There is no doubt the last few years have felt like dark times for the British left. From the gut punch of the last general election, to the despair of the EU referendum result, to the intensely disappointing local elections last week, the centre left in Britain has been on the back foot for too long. Many people across our country are no doubt wondering if we can ever snap out of this defensive posture.

Emmanuel Macron’s overwhelming mandate for the French presidency at the weekend shows that we can, and that the retreat of centre-left ideals is far from inevitable. Indeed it proves that the ideas of the centre left – openness, internationalism, solidarity – remain compelling and relevant.

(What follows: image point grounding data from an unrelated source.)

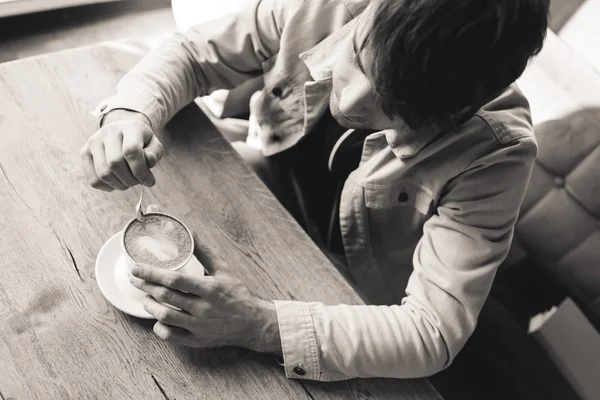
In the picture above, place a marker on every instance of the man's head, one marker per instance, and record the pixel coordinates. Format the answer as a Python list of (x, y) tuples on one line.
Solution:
[(433, 61)]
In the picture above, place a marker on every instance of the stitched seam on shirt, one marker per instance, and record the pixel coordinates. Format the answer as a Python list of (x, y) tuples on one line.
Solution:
[(283, 347), (487, 149), (349, 9), (311, 340), (316, 356), (502, 132)]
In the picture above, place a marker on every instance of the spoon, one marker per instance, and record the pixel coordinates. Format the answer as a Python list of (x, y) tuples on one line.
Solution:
[(139, 214)]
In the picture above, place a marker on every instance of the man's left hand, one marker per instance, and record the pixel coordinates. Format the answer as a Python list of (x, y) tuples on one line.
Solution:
[(215, 311)]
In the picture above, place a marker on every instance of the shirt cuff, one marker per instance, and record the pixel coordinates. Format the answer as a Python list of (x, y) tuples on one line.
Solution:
[(138, 101), (298, 340)]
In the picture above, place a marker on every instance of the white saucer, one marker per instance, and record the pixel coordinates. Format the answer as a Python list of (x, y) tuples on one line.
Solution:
[(113, 279)]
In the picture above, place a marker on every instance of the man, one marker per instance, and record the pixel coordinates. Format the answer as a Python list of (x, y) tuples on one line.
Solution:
[(409, 151)]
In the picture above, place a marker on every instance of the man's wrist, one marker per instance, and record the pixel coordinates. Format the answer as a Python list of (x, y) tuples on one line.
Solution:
[(121, 114), (266, 338)]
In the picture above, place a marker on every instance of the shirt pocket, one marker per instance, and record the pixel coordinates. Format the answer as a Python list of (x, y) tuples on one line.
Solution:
[(396, 214)]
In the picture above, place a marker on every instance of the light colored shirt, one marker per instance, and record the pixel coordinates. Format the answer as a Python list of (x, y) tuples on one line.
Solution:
[(426, 218)]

It is worth first acknowledging the scale of Macron’s achievement. In an age characterised in part by angry nativism, he stood on a pro-immigration platform – and won. Amid fears of Brexit “contagion” sweeping the continent, and in an increasingly Eurosceptic country, he spoke up passionately for the European ideal – and won. He stood up against Russian bullying, was hacked and smeared as a result – and he still won.

And all this in a country which should not be fertile ground for progressives; France has a youth unemployment rate of 24 per cent, and 61 per cent of the population hold an unfavourable view of the European Union. If the politics of Macron and his En Marche! movement can win in France, they can undoubtedly find favour in Britain.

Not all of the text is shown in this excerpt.